Democratising carbon fibre
If you think about Auckland and carbon fibre technology, scenes of the America’s Cup and the industries that surround it spring to mind.
Ventilation tubes in dusty Australian coal mines are probably not your first mental image.
Yet this less than glamorous gear represents the start of a promising new trade, thanks to the ingenuity of Graeme Rivers, founder of North Shore-based Rivers Carbon Technologies, and a Callaghan Innovation Project Grant.
All sorts have come out of Rivers Carbon’s Albany workshop – from the foils for elite America’s Cup yachts to replica chassis for E-Type Jaguars.
But while money may be no object in these high-end industries, the wonders of carbon fibre are generally outside the budget of ordinary businesses.
Until now. Rivers Carbon has come up with a lower cost way of making carbon fibre products for everyday sectors such as construction and mining.
After months of researching cores, cloth types, resins, hardeners and trihydrate mixes, Graeme Rivers developed a ‘cold cure’ method of setting carbon fibre, rather than pressurising and cooking it in an autoclave.
Rivers Carbon settled on ventilation tubing for underground mining as its first application for the new carbon fibre.
Currently the fibreglass tubes used in the mines are heavy and tend to crack and break.

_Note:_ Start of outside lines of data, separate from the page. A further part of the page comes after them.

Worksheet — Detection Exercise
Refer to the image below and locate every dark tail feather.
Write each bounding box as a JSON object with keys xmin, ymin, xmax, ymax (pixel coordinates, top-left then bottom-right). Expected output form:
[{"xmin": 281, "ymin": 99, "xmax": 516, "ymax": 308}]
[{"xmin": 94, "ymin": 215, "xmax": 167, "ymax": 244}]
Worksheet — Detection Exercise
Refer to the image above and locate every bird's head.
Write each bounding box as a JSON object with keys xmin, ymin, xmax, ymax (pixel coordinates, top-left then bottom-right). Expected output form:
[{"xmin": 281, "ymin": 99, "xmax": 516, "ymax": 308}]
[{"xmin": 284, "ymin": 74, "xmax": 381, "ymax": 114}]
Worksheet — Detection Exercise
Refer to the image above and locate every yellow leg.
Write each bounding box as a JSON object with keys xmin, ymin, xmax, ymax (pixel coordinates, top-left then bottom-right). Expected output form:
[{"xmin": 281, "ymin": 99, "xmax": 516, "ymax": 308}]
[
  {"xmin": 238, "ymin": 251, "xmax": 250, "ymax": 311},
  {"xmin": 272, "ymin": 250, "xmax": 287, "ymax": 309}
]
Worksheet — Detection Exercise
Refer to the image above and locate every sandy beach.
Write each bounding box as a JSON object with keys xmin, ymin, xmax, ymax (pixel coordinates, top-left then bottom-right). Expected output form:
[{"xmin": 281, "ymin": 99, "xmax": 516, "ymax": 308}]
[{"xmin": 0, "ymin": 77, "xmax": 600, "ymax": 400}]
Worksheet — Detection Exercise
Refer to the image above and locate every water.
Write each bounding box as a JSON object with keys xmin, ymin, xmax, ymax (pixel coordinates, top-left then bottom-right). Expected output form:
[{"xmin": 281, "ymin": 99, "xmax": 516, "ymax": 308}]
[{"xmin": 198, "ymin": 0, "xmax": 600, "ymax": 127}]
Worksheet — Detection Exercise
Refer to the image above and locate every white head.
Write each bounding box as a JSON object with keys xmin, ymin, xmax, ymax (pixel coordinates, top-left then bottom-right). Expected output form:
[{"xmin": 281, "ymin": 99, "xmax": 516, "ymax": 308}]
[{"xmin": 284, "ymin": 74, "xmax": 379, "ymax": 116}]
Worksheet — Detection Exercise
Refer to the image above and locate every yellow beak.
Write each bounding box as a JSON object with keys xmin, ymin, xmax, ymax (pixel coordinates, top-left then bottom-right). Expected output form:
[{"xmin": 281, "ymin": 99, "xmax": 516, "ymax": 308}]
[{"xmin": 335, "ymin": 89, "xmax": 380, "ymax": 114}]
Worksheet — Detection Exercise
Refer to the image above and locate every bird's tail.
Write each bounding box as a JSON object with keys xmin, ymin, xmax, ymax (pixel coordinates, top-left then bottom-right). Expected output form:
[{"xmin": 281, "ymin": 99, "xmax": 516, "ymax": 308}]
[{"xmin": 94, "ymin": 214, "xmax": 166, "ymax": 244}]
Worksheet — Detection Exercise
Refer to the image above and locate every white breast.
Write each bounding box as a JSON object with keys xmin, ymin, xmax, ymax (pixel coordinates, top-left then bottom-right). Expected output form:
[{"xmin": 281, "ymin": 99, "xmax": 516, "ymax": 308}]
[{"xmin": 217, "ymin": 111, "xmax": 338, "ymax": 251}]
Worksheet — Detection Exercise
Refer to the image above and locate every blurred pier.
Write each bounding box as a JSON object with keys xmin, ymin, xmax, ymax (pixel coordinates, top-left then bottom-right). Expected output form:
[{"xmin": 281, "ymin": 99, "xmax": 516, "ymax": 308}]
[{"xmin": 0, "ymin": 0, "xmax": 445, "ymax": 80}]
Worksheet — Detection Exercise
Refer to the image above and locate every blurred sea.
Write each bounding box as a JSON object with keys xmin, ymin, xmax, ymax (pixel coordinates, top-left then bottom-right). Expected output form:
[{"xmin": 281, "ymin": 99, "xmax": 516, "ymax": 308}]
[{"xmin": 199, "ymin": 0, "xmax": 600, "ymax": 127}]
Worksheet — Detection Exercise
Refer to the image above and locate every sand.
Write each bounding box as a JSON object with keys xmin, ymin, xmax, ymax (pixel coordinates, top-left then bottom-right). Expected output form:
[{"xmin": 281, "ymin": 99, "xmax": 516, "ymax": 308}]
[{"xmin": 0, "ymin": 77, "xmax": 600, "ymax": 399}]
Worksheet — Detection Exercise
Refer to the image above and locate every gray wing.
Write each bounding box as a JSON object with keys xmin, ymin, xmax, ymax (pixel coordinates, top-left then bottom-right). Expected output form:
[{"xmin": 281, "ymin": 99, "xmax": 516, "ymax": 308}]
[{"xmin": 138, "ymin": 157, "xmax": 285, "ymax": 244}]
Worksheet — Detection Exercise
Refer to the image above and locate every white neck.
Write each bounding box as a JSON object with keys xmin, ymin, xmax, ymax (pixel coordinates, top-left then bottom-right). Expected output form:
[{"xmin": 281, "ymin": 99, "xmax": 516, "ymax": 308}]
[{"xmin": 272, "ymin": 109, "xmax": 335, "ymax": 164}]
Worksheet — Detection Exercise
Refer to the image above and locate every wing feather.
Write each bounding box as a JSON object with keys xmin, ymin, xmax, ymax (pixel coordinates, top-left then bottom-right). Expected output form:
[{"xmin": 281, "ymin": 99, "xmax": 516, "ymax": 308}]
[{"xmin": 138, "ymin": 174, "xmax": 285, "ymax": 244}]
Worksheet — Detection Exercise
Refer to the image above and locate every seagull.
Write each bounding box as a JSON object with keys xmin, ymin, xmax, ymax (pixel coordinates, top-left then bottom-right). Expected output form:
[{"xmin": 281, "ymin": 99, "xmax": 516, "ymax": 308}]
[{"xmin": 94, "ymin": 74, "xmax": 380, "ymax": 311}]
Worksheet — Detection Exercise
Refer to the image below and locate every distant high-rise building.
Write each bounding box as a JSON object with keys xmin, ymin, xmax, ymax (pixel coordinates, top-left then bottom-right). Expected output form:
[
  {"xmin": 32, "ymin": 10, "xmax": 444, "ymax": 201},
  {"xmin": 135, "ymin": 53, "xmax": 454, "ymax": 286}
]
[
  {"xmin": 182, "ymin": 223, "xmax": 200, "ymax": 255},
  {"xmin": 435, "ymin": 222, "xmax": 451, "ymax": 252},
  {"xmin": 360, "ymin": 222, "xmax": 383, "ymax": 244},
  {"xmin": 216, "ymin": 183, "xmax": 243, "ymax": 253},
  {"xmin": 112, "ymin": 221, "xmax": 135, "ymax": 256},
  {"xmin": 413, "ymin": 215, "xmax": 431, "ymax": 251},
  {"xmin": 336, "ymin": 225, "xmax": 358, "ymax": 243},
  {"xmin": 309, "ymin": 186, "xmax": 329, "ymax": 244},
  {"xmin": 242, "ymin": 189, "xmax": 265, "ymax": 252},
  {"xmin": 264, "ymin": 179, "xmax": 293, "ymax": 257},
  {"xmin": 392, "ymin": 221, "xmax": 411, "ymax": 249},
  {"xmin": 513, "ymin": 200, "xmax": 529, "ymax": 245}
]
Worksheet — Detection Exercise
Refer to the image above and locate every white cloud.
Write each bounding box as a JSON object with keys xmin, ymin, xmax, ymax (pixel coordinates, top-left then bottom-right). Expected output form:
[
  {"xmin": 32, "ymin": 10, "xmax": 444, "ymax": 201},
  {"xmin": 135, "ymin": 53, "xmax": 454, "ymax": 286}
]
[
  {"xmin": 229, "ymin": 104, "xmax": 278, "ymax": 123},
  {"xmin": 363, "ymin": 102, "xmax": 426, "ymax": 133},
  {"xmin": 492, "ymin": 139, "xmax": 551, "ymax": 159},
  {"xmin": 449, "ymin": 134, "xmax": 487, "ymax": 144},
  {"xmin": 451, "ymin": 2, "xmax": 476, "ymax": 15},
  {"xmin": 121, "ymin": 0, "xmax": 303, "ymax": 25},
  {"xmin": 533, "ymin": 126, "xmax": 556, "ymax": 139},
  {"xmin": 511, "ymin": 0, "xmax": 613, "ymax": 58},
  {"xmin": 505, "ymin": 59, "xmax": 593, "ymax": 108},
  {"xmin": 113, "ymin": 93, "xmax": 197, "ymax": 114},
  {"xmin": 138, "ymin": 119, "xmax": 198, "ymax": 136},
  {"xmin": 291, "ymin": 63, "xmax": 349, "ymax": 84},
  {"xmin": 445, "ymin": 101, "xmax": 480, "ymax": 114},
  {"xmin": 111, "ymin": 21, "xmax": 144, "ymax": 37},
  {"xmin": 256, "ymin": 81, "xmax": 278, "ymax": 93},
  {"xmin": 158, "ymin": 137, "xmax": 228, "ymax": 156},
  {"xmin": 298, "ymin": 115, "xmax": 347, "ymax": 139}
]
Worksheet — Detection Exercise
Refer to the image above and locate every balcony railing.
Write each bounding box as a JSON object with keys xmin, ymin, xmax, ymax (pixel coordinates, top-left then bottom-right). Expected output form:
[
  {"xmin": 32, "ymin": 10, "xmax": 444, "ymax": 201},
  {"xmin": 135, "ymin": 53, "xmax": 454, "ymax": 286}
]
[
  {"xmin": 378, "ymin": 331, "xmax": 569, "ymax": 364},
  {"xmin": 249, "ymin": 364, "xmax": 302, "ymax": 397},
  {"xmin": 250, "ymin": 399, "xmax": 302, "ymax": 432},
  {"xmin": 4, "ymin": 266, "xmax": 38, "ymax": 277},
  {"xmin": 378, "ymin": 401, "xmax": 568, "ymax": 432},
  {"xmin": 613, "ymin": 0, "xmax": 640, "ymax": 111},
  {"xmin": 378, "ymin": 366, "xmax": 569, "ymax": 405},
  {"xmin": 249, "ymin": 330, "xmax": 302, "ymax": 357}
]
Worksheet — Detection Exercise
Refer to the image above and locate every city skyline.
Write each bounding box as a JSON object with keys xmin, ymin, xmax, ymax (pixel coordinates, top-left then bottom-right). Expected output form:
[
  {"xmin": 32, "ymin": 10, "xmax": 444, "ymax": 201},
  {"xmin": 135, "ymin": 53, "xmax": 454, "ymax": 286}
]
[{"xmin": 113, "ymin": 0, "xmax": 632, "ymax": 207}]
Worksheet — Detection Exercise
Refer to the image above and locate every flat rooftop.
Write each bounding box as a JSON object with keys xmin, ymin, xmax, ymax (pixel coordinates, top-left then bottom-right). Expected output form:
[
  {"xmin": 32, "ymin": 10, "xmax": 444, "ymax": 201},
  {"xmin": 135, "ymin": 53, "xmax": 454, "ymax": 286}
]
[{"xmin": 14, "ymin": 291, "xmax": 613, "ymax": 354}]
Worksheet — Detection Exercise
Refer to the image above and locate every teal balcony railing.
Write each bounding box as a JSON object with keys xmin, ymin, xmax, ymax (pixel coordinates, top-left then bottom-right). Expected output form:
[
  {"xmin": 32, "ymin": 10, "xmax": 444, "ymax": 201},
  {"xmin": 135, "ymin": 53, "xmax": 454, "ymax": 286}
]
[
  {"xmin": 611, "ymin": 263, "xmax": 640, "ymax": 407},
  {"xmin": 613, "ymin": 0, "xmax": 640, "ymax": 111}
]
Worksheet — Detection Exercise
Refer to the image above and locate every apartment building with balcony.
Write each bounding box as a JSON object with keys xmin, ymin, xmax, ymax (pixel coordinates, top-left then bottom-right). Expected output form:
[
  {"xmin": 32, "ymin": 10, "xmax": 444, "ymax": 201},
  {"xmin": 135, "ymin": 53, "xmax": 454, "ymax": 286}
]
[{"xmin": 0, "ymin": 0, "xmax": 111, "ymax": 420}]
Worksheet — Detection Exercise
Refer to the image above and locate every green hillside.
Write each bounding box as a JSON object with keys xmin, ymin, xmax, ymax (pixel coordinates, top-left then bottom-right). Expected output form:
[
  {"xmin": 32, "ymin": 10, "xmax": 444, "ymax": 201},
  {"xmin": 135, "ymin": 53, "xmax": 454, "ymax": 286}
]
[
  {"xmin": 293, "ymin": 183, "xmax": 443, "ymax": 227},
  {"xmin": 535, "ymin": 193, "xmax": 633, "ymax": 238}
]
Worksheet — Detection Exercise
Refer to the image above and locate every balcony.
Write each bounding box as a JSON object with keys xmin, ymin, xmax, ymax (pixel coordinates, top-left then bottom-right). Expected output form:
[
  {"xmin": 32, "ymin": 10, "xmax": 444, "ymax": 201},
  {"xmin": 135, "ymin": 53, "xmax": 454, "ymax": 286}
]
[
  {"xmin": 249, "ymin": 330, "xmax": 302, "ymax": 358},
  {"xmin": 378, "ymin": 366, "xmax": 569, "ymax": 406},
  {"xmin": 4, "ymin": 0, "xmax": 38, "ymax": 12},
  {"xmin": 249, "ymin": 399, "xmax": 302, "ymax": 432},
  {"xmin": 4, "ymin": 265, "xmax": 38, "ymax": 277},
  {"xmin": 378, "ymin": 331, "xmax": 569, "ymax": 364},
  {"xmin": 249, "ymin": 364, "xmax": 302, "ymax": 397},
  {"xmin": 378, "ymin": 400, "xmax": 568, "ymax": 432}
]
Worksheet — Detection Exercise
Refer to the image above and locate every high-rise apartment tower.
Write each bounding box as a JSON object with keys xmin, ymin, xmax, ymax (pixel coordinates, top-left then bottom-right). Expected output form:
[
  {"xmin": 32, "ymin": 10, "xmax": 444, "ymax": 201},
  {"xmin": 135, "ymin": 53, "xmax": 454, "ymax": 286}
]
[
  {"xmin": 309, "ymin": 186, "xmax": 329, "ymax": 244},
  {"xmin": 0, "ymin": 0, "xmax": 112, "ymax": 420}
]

Both factors create health and safety issues. In contrast, Rivers’ Premium High Carbon Fibre tubes are light, durable, and can be easily lifted above the shoulder making them far easier to install.
The company exported its first shipment of ventilation tubing to Australia in March and has been producing consistently ever since.
Staff at BHP Billiton Illawarra Coal’s West Cliff mine in New South Wales say they’ve had no injuries to people or breakages since they started using carbon fibre tubing, and the company is now looking at other applications for the material.
“We have a lot of manual handling, a lot of heavy implements, so really we’re looking to find the next level use of carbon fibre,” Health and Safety Manager Peter Rolfe says.
Rivers Carbon is already making wheel hub covers for the motors on giant mining trucks and man doors for mine shaft safety. It’s investigating using the new carbon fibre in everything from prosthetic feet to dinghies to construction beams.
“There’s no limit to where we can go. If something requires strength and it moves, so that weight is an issue, then we can play in that space,” General Manager Stephen Beaumont says.
Automation the next step
Graeme Rivers set up Rivers Carbon in 2004 and did a wide range of innovative small run production such as parts for race cars.
The company attracted the attention of investment firm Lewis Holdings in 2010. “Graeme is quite brilliant in some of the problems that he’s solved through the use of carbon fibre,” Director Dave Tibby says.
The Project Grant from Callaghan Innovation allowed the business to expand its focus and develop a manufacturing process for a cost-effective alternative fibre.
“We wouldn’t have done it, couldn’t have done it without it,” Commercial Manager Ngaio Merrick says. “Once we got the Callaghan Innovation grant we kicked off our R&D in earnest, and that was really exciting,” she says.
The next step for Rivers Carbon is to automate the new process and it’s hoping to employ students under the Callaghan Innovation Student Grant programme to help with the research.
The Project Grant was a great way for a company of Rivers Carbon’s size to access R&D support, Callaghan Innovation’s Business Innovation Adviser Transport and Logistics, Nick Brewer, says.
The company’s technology is unique and difficult to achieve at the right price point, he says. “The key is the core in the middle and it’s hard to make it into a tube. Rivers Carbon has found a process to create the tube using a superlight core,” he says.
Callaghan Innovation looks forward to working alongside Rivers Carbon as the company grows, Nick says.